A diretora Adezilda Bento de Medeiros, professora de história e na direção desde 2001, admite cansaço e desmotivação. São tantos Severinos. “A evasão é muito grande. A cultura da sociedade local não é motivada para o estudo”, explica.

 

Nascida em Lagoa D’Anta, Adezilda podia ser uma referência para professores e alunos. Filha de pai analfabeto e agricultora até os 18 anos, ela cursou o ensino superior até a pós-graduação (só 2 em cada 1.000 brasileiros chegam a esse nível). Mas a diretora não é vista como exemplo. E só a política, diz ela, pode servir de justificativa.

 

Em 2004, a prefeita da cidade teve o mandato cassado. Naquele ano e no outro, os grupos adversários transformaram cada centímetro do município num palanque político, inclusive as escolas. Professores da Felipe Bezerril dividiram-se. Uns apoiavam Adezilda, parte fazia corpo mole. Nos fins de semana e até durante a semana, havia festas regadas a forró e bebida. Na manhã seguinte, a freqüência em sala de aula desabava. Inclusive de educadores.

 

Pais ausentes

 

A professora Maria de Fátima Gomes da Costa sente-se desolada. Como se o diploma que tanto se esforçou para obter, educadora com nível universitário, valesse muito pouco. “Sinceramente, sinto-me sufocada”, diz ela, depois de encerrar uma sala de aula. Naquele dia, apenas uma aluna dormiu no turno da manhã. “Está mais difícil ensinar. Antes o professor era respeitado. Hoje os alunos não querem mais escutar.” Segundo ela, os pais deixaram de participar da educação dos filhos. Só fazem mandar as crianças para a escola e mais nada.

 

A distorção idade/série é outro fator que agrava o baixo desempenho da escola Felipe Bezerril. Mais de três quartos dos alunos enfrentam o problema. Há alunos pequeninos misturados aos grandões. Uns alfabetizados ao lado de outros que apenas copiam as letras do quadro-negro. Parece festa infantil. Uma sexta-feira normal, como a presenciada pelo Estado, tem educadores ensinando o 4.º ano a colar figurinhas numa folha de papel ou liberando a turma do 3.º ano para dançar forró e música brega na sala. “É difícil dar conteúdo. Você tem de ensinar para os que acompanham e fazer atividade extra para os que não acompanham”, admite o professor Renato Soares de Oliveira. “Sim, temos alunos da 5.ª série que não estão sabendo escrever”, admite a diretora Adezilda.

 

A taxa de evasão da escola é de 26% e a de repetência, 20%. Esta última só melhorou porque foi adotado o sistema de progressão continuada para as três primeiras séries do ensino fundamental.
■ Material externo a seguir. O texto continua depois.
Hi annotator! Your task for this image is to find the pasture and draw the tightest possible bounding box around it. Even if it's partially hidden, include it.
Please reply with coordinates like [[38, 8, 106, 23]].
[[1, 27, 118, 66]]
Os estudantes passam mesmo sem saber. São 698 alunos nos três turnos. Cada professor ganha, em média, R$ 740 para uma jornada de 30 horas semanais. Não está, assim, entre as piores remunerações da educação brasileira. Incluídas no Programa de Desenvolvimento do Ensino (PDE), as escolas da cidade torcem para que a ajuda federal chegue rápido. Antes de novas eleições.